One of 10 deluxe copies numbered and signed by the collaborators out of a total edition of 35.
Ann Hamilton is an installation and conceptual artist who also makes independent objects, such as this altered book. This original book was published in 1872 and called Little Folks Astray. On page nine, where the text of the book begins, Hamilton has disbound some of the gatherings and laid the leaves out, adjacent to the foredge of the original volume, as though they were flowing from it. Obscuring all of the text on the visible pages, word by word, are polished pebbles of various sizes and colors with which Hamilton has rendered the book unreadable. She has employed similar strategies in the making of other books: as part of a 1992 installation at the Walker Art Center in Minneapolis she pricked pinholes in the text of a book to make it illegible and, in indigo blue (1991), she obliterated the text of a number of volumes with the aid of erasers.
Created in an edition of 40, the book is displayed in a lacquered birch and glass case
One of Yoko Ono’s most famous works of any medium, Grapefruit, is an influential example of conceptual art. Associating the work with freedom and independence, Ono self-published the first edition under the imprint Wunternaum Press on July 4, 1964. Like many of her artworks, this book is interactive in nature and contains a collection of text-based conceptual artworks, or instruction pieces.
Presented under the headings of Music, Painting, Event, Poetry, and Object, each page features a set of instructions proposing an artwork that readers imagine or realize themselves. “Cough Piece,” for example, instructs readers to “Keep coughing a year,” while “Tunafish Sandwich Piece” invites readers to “[i]magine one thousand suns in the sky at the same time. Let them shine for one hour. Then, let them gradually melt into the sky. Make one tunafish sandwich and eat.” Ono’s democratic conception of the book extended to its production and the first edition of this book was inexpensively printed in a small square format and perfect bound with cardstock covers. The first edition of this book, of which this copy is one, was limited to 500 copies. In the summer of 1964, during the Olympic Games in Tokyo, Ono sold copies of it on the streets. An expanded version of the book was reprinted by Simon and Schuster in 1970 and several times thereafter. It has been translated into many different languages.
Due to its instructional nature, the book remained a factor in her work for several years. In 1966, she sailed from New York to London to participate in DIAS, a month-long event formally called the Destruction in Art Symposium, organized by London based artist Gustav Metzger. Her participation in this event included Cut Piece, where members of the audience cut away parts of her clothing. This created quite a buzz, and Ono was invited to show her work at an exhibition held at the Indica Gallery and Bookshop. It was at the preview for this show, held the night before the opening, that Ono met John Lennon.
The works in the Indica show drew heavily from the instructional “menus” found in Grapefruit.

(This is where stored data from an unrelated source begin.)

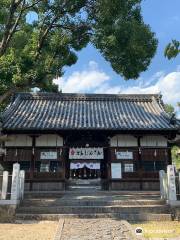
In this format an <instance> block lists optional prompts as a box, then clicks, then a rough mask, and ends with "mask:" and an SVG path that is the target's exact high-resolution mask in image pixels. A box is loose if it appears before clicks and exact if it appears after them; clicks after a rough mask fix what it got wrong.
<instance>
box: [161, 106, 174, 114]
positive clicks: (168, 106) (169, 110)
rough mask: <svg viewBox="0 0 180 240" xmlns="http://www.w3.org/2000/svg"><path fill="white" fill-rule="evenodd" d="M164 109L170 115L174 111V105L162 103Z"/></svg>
mask: <svg viewBox="0 0 180 240" xmlns="http://www.w3.org/2000/svg"><path fill="white" fill-rule="evenodd" d="M164 108H165V111H166V112H167V113H168V114H170V115H172V114H173V113H174V112H175V111H174V107H173V106H172V105H171V104H165V105H164Z"/></svg>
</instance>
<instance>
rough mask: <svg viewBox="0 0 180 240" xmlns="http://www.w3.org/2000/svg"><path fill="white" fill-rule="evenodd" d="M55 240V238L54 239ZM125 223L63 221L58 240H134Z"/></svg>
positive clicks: (100, 220)
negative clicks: (59, 235) (61, 229)
mask: <svg viewBox="0 0 180 240" xmlns="http://www.w3.org/2000/svg"><path fill="white" fill-rule="evenodd" d="M56 239H57V238H56ZM134 239H136V238H135V236H133V233H132V230H131V228H130V227H129V224H128V223H127V222H126V221H121V220H113V219H77V218H76V219H65V220H64V225H63V229H62V231H61V237H60V236H59V240H134Z"/></svg>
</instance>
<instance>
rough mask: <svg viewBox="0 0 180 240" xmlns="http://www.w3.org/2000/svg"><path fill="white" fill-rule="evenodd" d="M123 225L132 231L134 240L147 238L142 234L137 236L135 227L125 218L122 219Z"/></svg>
mask: <svg viewBox="0 0 180 240" xmlns="http://www.w3.org/2000/svg"><path fill="white" fill-rule="evenodd" d="M121 222H122V224H123V225H125V226H126V228H127V229H128V231H129V232H130V234H131V236H132V240H145V238H143V237H142V236H137V235H136V233H135V230H134V229H133V227H132V226H131V224H130V223H129V222H127V221H125V220H122V221H121Z"/></svg>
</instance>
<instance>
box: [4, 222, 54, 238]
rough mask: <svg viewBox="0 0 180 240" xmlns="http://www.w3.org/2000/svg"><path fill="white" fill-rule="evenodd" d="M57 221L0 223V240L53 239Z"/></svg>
mask: <svg viewBox="0 0 180 240" xmlns="http://www.w3.org/2000/svg"><path fill="white" fill-rule="evenodd" d="M57 225H58V222H50V221H42V222H36V221H33V222H32V221H24V222H22V223H17V224H0V240H12V239H13V240H53V239H54V235H55V232H56V229H57Z"/></svg>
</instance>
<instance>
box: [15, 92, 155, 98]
mask: <svg viewBox="0 0 180 240" xmlns="http://www.w3.org/2000/svg"><path fill="white" fill-rule="evenodd" d="M16 95H17V96H20V97H21V98H23V99H30V98H32V99H36V98H37V99H39V98H55V99H57V98H69V99H72V98H74V99H88V98H89V99H97V98H98V99H111V98H112V99H114V98H116V99H146V100H147V99H150V100H152V99H153V98H155V99H157V100H159V99H160V95H159V94H104V93H103V94H101V93H53V92H38V93H27V92H20V93H17V94H16Z"/></svg>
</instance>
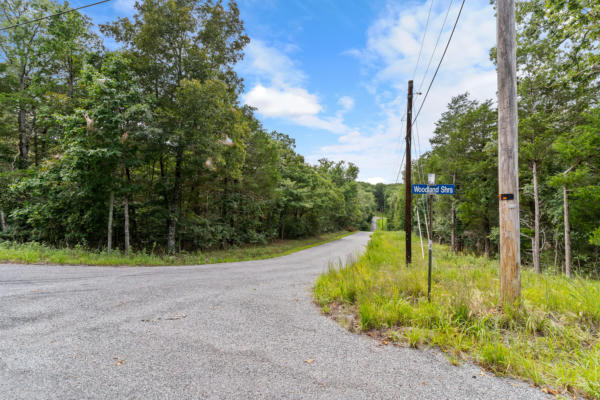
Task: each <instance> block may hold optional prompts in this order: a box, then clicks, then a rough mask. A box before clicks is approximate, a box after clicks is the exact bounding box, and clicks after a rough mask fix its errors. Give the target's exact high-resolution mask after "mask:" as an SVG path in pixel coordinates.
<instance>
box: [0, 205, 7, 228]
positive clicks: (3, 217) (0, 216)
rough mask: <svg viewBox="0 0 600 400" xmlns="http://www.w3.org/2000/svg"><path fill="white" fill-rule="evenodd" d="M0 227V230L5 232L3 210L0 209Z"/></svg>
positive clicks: (4, 221)
mask: <svg viewBox="0 0 600 400" xmlns="http://www.w3.org/2000/svg"><path fill="white" fill-rule="evenodd" d="M0 228H2V232H6V229H7V227H6V219H5V217H4V210H0Z"/></svg>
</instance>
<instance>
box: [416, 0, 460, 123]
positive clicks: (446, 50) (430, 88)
mask: <svg viewBox="0 0 600 400" xmlns="http://www.w3.org/2000/svg"><path fill="white" fill-rule="evenodd" d="M464 5H465V0H463V1H462V3H461V5H460V10H458V15H457V16H456V21H454V26H453V27H452V32H450V37H449V38H448V42H447V43H446V48H445V49H444V53H442V58H440V62H439V63H438V66H437V68H436V69H435V73H434V74H433V78H431V82H429V87H428V88H427V92H425V96H424V97H423V101H422V102H421V106H420V107H419V111H417V115H416V116H415V118H414V119H413V123H414V122H415V121H416V120H417V118H418V117H419V114H421V110H422V109H423V105H424V104H425V100H427V95H428V94H429V91H430V90H431V85H433V81H434V80H435V77H436V76H437V73H438V71H439V70H440V66H441V65H442V61H444V56H446V52H447V51H448V47H449V46H450V42H451V41H452V36H454V31H455V30H456V25H458V20H459V18H460V14H461V13H462V9H463V6H464Z"/></svg>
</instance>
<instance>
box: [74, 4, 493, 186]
mask: <svg viewBox="0 0 600 400" xmlns="http://www.w3.org/2000/svg"><path fill="white" fill-rule="evenodd" d="M85 3H86V2H85V1H82V0H76V1H71V4H72V5H73V6H78V5H81V4H85ZM133 3H134V1H133V0H113V1H111V2H109V3H107V4H103V5H99V6H96V7H92V8H89V9H86V10H83V11H84V12H85V13H86V14H88V15H89V16H90V17H92V18H93V20H94V22H96V23H101V22H105V21H107V20H112V19H115V18H117V17H118V16H130V15H132V13H133V8H132V6H133ZM238 4H239V7H240V11H241V17H242V19H243V20H244V22H245V27H246V31H247V34H248V35H249V36H250V38H251V43H250V45H249V46H248V48H247V49H246V57H245V59H244V61H243V62H242V63H240V65H238V67H237V70H238V72H239V73H240V75H241V76H242V77H244V79H245V85H246V89H245V93H244V96H243V101H244V102H245V103H247V104H249V105H252V106H254V107H256V108H257V116H258V118H259V119H260V120H261V121H262V123H263V125H264V126H265V128H267V129H269V130H277V131H279V132H282V133H286V134H288V135H290V136H292V137H293V138H294V139H296V145H297V150H298V152H299V153H301V154H303V155H304V156H305V157H306V159H307V160H308V161H309V162H313V163H314V162H316V161H317V160H318V159H319V158H322V157H327V158H329V159H333V160H346V161H351V162H354V163H355V164H357V165H358V166H359V168H360V170H361V172H360V175H359V179H360V180H364V181H369V182H372V183H377V182H386V183H392V182H395V181H396V177H397V172H398V167H399V164H400V162H401V160H402V154H403V152H404V137H405V129H406V128H405V126H404V121H403V115H404V112H405V110H406V87H407V81H408V80H409V79H411V78H413V79H414V81H415V90H416V91H419V88H421V90H420V91H421V92H423V93H424V92H425V91H426V89H427V85H428V83H429V81H430V79H431V76H432V74H433V71H434V69H435V66H436V65H437V62H438V60H439V58H440V56H441V54H442V51H443V47H444V46H445V43H446V41H447V38H448V36H449V34H450V30H451V28H452V24H453V23H454V20H455V18H456V15H457V13H458V9H459V6H460V1H459V0H422V1H407V0H351V1H347V0H238ZM430 8H431V14H430V17H429V20H428V14H429V10H430ZM448 10H449V11H448ZM446 13H448V16H447V20H446V22H445V25H444V19H445V17H446ZM426 26H427V30H426V31H425V28H426ZM442 27H443V29H442ZM440 31H441V32H442V34H441V38H440V40H439V43H438V45H437V48H436V52H435V53H433V50H434V48H435V44H436V39H437V37H438V33H439V32H440ZM424 32H426V33H425V36H424V40H422V39H423V34H424ZM421 41H423V50H422V51H420V49H421V46H420V45H421ZM106 44H107V45H108V46H109V47H112V46H111V43H106ZM494 44H495V19H494V10H493V8H492V6H491V5H490V4H489V0H469V1H467V2H466V4H465V7H464V9H463V13H462V16H461V19H460V21H459V24H458V27H457V30H456V33H455V35H454V38H453V40H452V43H451V44H450V47H449V49H448V53H447V54H446V58H445V59H444V63H443V64H442V67H441V69H440V72H439V74H438V77H437V78H436V81H435V82H434V84H433V87H432V89H431V92H430V94H429V97H428V98H427V101H426V103H425V105H424V107H423V111H422V113H421V115H420V116H419V120H418V123H417V127H416V129H415V133H417V132H418V137H416V138H415V139H414V141H413V143H414V144H415V146H414V149H413V151H414V152H415V153H419V152H420V153H422V152H424V151H426V150H427V149H429V141H428V139H429V138H430V137H431V134H432V131H433V128H434V122H435V121H436V120H437V119H438V118H439V116H440V114H441V113H442V112H443V111H444V109H445V105H446V104H447V103H448V102H449V100H450V98H451V97H452V96H454V95H457V94H460V93H464V92H465V91H468V92H469V93H471V95H472V96H473V97H474V98H476V99H480V100H484V99H487V98H494V97H495V90H496V74H495V70H494V66H493V65H492V63H491V62H490V61H489V49H490V48H491V47H492V46H493V45H494ZM432 53H433V58H432V62H431V66H430V68H429V71H428V73H427V75H425V72H426V69H427V65H428V63H429V60H430V57H431V55H432ZM419 54H421V55H420V57H419ZM415 71H416V72H415ZM421 99H422V96H417V97H416V98H415V107H418V106H419V105H420V103H421ZM415 112H416V110H415ZM415 155H416V154H415Z"/></svg>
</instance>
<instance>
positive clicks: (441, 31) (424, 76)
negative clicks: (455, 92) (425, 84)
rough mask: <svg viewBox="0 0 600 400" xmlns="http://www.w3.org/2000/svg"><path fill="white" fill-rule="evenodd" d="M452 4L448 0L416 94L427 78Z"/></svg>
mask: <svg viewBox="0 0 600 400" xmlns="http://www.w3.org/2000/svg"><path fill="white" fill-rule="evenodd" d="M453 2H454V0H450V3H449V4H448V9H447V10H446V15H445V16H444V21H443V22H442V27H441V28H440V31H439V33H438V37H437V39H436V40H435V46H433V51H432V52H431V57H429V62H428V63H427V68H426V69H425V73H424V74H423V78H422V79H421V83H420V84H419V89H418V90H417V92H420V91H421V88H422V87H423V83H425V78H426V77H427V73H428V72H429V67H431V62H432V61H433V57H434V56H435V52H436V50H437V46H438V44H439V43H440V39H441V37H442V33H443V32H444V28H445V27H446V20H447V19H448V14H450V9H451V8H452V3H453Z"/></svg>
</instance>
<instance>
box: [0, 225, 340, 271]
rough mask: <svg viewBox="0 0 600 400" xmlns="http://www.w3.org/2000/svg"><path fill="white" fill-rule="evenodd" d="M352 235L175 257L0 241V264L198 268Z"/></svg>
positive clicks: (290, 251) (225, 250)
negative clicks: (202, 266) (203, 264)
mask: <svg viewBox="0 0 600 400" xmlns="http://www.w3.org/2000/svg"><path fill="white" fill-rule="evenodd" d="M350 234H351V232H346V231H343V232H335V233H325V234H322V235H320V236H315V237H311V238H306V239H297V240H279V241H276V242H273V243H269V244H266V245H258V246H250V245H249V246H243V247H237V248H232V249H228V250H213V251H207V252H196V253H180V254H177V255H172V256H170V255H166V254H157V253H152V252H148V251H144V250H142V251H138V252H134V253H131V254H124V253H123V252H121V251H118V250H116V251H111V252H106V251H91V250H88V249H85V248H82V247H75V248H62V249H58V248H53V247H49V246H45V245H43V244H39V243H14V242H0V262H12V263H24V264H69V265H114V266H116V265H132V266H134V265H141V266H158V265H197V264H216V263H223V262H233V261H247V260H258V259H265V258H272V257H279V256H283V255H286V254H291V253H294V252H296V251H300V250H304V249H308V248H310V247H314V246H318V245H320V244H324V243H327V242H330V241H332V240H336V239H340V238H342V237H344V236H347V235H350Z"/></svg>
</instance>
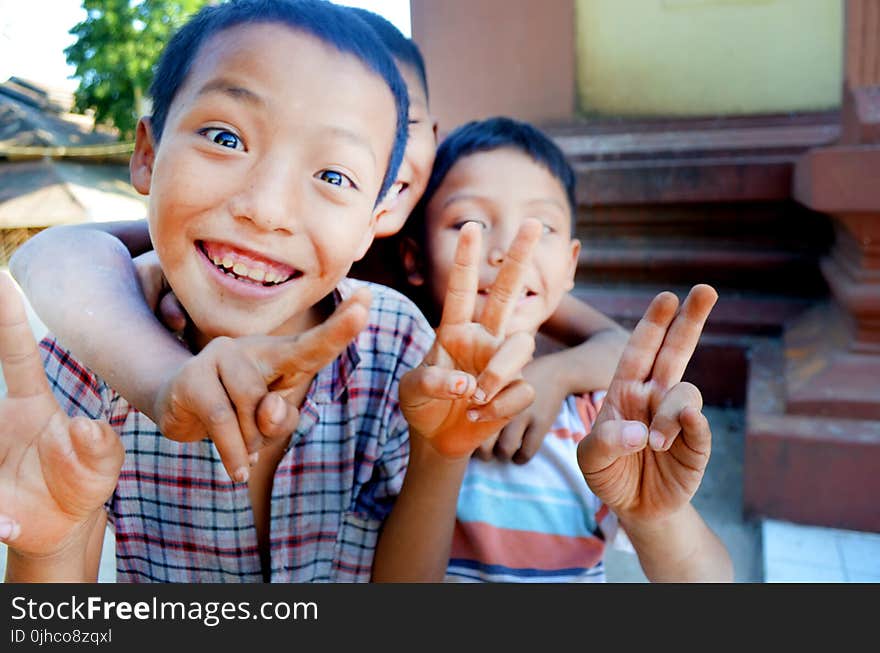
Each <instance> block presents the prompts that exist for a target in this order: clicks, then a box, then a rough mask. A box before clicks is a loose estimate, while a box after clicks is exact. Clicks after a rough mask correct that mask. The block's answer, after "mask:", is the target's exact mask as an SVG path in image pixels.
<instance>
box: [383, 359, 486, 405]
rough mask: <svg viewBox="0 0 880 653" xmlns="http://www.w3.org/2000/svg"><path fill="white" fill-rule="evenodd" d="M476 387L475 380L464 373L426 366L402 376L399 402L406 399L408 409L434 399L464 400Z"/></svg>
mask: <svg viewBox="0 0 880 653" xmlns="http://www.w3.org/2000/svg"><path fill="white" fill-rule="evenodd" d="M476 387H477V381H476V379H475V378H474V377H473V376H471V375H470V374H467V373H466V372H462V371H460V370H450V369H446V368H443V367H437V366H434V365H426V366H423V367H417V368H415V369H413V370H411V371H409V372H408V373H407V374H405V375H404V376H403V378H402V379H401V380H400V392H399V395H400V397H401V402H402V401H403V397H407V401H408V402H409V403H408V404H407V407H408V408H415V407H418V406H420V405H422V404H424V403H427V402H429V401H432V400H435V399H446V400H454V399H466V398H468V397H470V396H471V395H472V394H473V392H474V390H475V389H476Z"/></svg>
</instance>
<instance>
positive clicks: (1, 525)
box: [0, 517, 21, 540]
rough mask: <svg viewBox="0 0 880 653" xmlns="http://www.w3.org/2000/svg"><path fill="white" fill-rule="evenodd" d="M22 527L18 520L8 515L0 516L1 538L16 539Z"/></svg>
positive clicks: (0, 538)
mask: <svg viewBox="0 0 880 653" xmlns="http://www.w3.org/2000/svg"><path fill="white" fill-rule="evenodd" d="M20 530H21V527H20V526H19V525H18V522H15V521H12V520H11V519H9V518H8V517H0V540H14V539H15V538H16V537H18V534H19V532H20Z"/></svg>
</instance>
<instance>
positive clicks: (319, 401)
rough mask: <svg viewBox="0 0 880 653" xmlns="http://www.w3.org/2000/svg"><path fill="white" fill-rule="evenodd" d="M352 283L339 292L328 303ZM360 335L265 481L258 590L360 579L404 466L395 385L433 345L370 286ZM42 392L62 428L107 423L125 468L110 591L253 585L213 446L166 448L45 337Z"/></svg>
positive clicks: (363, 284)
mask: <svg viewBox="0 0 880 653" xmlns="http://www.w3.org/2000/svg"><path fill="white" fill-rule="evenodd" d="M359 285H364V284H363V283H362V282H358V281H352V280H344V281H343V282H342V283H341V284H340V286H339V288H338V292H337V293H334V295H335V299H336V301H337V303H338V302H339V301H341V298H343V297H344V296H347V295H348V294H350V292H351V291H352V290H353V288H355V287H357V286H359ZM367 285H369V286H370V288H371V290H372V293H373V302H372V306H371V308H370V319H369V323H368V326H367V327H366V328H365V329H364V330H363V331H362V332H361V334H360V335H359V336H358V338H357V339H356V340H355V341H354V342H353V343H352V344H351V345H349V347H348V348H347V350H346V351H345V352H343V354H342V355H341V356H340V357H339V358H338V359H336V360H335V361H334V362H333V363H332V364H331V365H328V366H327V367H326V368H324V369H323V370H321V371H320V372H319V373H318V375H317V376H316V377H315V380H314V382H313V383H312V385H311V387H310V388H309V392H308V394H307V396H306V398H305V401H304V403H303V405H302V407H301V411H300V412H301V416H300V422H299V425H298V427H297V430H296V431H295V432H294V433H293V435H292V437H291V440H290V444H289V445H288V448H287V450H286V451H285V453H284V457H283V458H282V460H281V462H280V463H279V465H278V468H277V470H276V472H275V476H274V482H273V486H272V496H271V517H270V520H271V521H270V552H271V576H270V580H271V581H272V582H309V581H319V582H320V581H323V582H329V581H342V582H354V581H367V580H369V578H370V572H371V568H372V562H373V553H374V550H375V547H376V541H377V538H378V534H379V530H380V527H381V525H382V522H383V520H384V519H385V517H386V516H387V515H388V513H389V512H390V510H391V507H392V505H393V502H394V499H395V498H396V496H397V494H398V493H399V492H400V487H401V484H402V482H403V476H404V471H405V466H406V461H407V457H408V454H409V443H408V437H407V434H408V427H407V424H406V421H405V420H404V418H403V415H402V413H401V411H400V408H399V406H398V401H397V396H398V383H399V381H400V378H401V376H402V375H403V374H404V373H405V372H407V371H408V370H410V369H412V368H413V367H416V366H417V365H419V364H420V363H421V361H422V359H423V358H424V356H425V354H426V353H427V351H428V349H429V348H430V346H431V343H432V341H433V338H434V333H433V331H432V330H431V328H430V327H429V325H428V323H427V321H426V320H425V319H424V317H423V316H422V315H421V313H420V312H419V311H418V309H416V308H415V306H414V305H413V304H412V303H411V302H410V301H409V300H407V299H406V298H404V297H403V296H402V295H400V294H398V293H397V292H395V291H393V290H390V289H388V288H385V287H384V286H378V285H374V284H367ZM41 348H42V354H43V359H44V366H45V369H46V373H47V376H48V377H49V380H50V384H51V386H52V389H53V392H54V394H55V396H56V397H57V399H58V401H59V402H60V403H61V406H62V408H63V409H64V410H66V411H67V413H68V414H69V415H71V416H73V415H87V416H88V417H91V418H103V419H105V420H107V421H108V422H109V423H110V424H111V426H112V427H113V429H114V430H115V431H116V432H117V433H119V435H120V437H121V438H122V442H123V444H124V446H125V451H126V457H125V463H124V464H123V467H122V472H121V474H120V478H119V482H118V484H117V487H116V491H115V492H114V494H113V496H112V497H111V498H110V499H109V501H108V502H107V505H106V508H107V511H108V515H109V518H110V521H111V523H112V524H113V526H114V528H115V531H116V560H117V579H118V581H119V582H262V581H263V576H262V571H261V565H260V554H259V550H258V546H257V532H256V529H255V526H254V515H253V510H252V508H251V502H250V496H249V493H248V486H247V484H246V483H234V482H232V481H231V480H230V479H229V476H228V475H227V473H226V471H225V469H224V467H223V464H222V463H221V461H220V456H219V455H218V453H217V449H216V447H215V446H214V444H213V443H212V442H211V441H210V440H208V439H205V440H202V441H199V442H192V443H179V442H174V441H172V440H169V439H167V438H165V437H163V436H162V435H161V433H160V432H159V430H158V429H157V428H156V425H155V424H153V422H151V421H150V420H149V419H148V418H147V417H146V416H144V415H143V414H141V413H139V412H138V411H137V410H136V409H134V408H132V407H131V406H130V405H129V404H128V403H127V402H126V401H125V399H123V398H122V397H121V396H119V395H118V394H117V393H115V392H114V391H113V390H112V389H110V387H108V386H107V384H106V383H105V382H104V381H102V380H101V379H100V378H98V377H97V376H95V375H94V374H93V373H92V372H90V371H89V370H88V369H87V368H85V367H84V366H83V365H81V364H80V363H78V362H77V361H76V360H75V359H74V358H73V357H72V356H71V354H70V352H68V351H66V350H65V349H63V348H62V347H61V346H59V344H58V343H57V342H56V341H55V340H54V339H53V338H51V337H47V338H46V339H45V340H44V341H43V342H42V343H41Z"/></svg>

In the words of a recent MoMA exhibition catalogue: "A great many of the works in the exhibition were examples of her “instruction paintings” and demonstrated her notion of “brain painting.” The sources of many of them were the scores printed in the 1964 edition of her book Grapefruit." Biesenbach and Cherix, Yoko Ono: One Woman Show 1960-1971.
This copy of the scarce first edition features a handwritten inscription by the artist in English reading “To Francis, Yoko Ono London ‘66”, and thus ties it to her Cut Piece trip and her first meeting with Lennon. Like much of her work made during this period, Ono was preoccupied with war, and in the lower left of the same page the artist has by hand copied, as part on the inscription but written in Japanese with Kanji characters, a poignant haiku by Basho:
Ah! Summer grasses!
All that remains
Of the warriors’ dreams
Aokigahara is the name of a forest at the base of Mt. Fuji. It is the world’s second most popular place to commit suicide (after the Golden Gate Bridge).
This eponymous book was created by artist Veronika Schäpers with a very faintly reproduced text of a poem by Stephan Reich whose work, in both German and English, picks up on the signs posted in the forest which are designed to discourage suicide: “Your life is a precious gift from your parents” “We still need to see each other’s faces.” The translucent sections of this volume are folded and cut at different widths so that each spread opens to a different size. In lieu of traditional printing methods, the text is created through an inventive stencil process that exposes the paper to extremely intense ultraviolet light that was designed to disinfect water (i.e., kill micro-organisms) and that subtly discolors the paper. As the reader turns the pages, Reich’s brief sentences fade in and out of view. The haunting, overlapping text and the staggered pages create the impression of a person fading into the forest.
Adding to the ghostly quality of the book are the covers, which are made up of layers of clear foil and translucent paper that has been laser cut with overlapping text. This volume features a Coptic binding and is housed in a two-piece box of transparent acrylic. The box is silkscreened in white with the title and the colophon. The traditional color for sorrow in Buddhism is white, and a white felt blanket wraps around the box for protection.
One of 18 copies signed and numbered by the artist.
“A boundary is not that at which something stops but . . . the boundary is that from which something begins its presencing.”
A visual representation of Heidegger’s 1969 seminal essay on sculpture Art and Space, this hand-painted screenprint addresses the abstruse and difficult meaning of Heidegger’s aesthetic theories. Heidegger explored the nature of space not as emptiness but as the material used for human relations, where art emerges from the gap between the meaninglessness of materiality and the meaning endowed by history and social relations.
The edition limited to twenty copies each signed, numbered, and hand colored by the artist.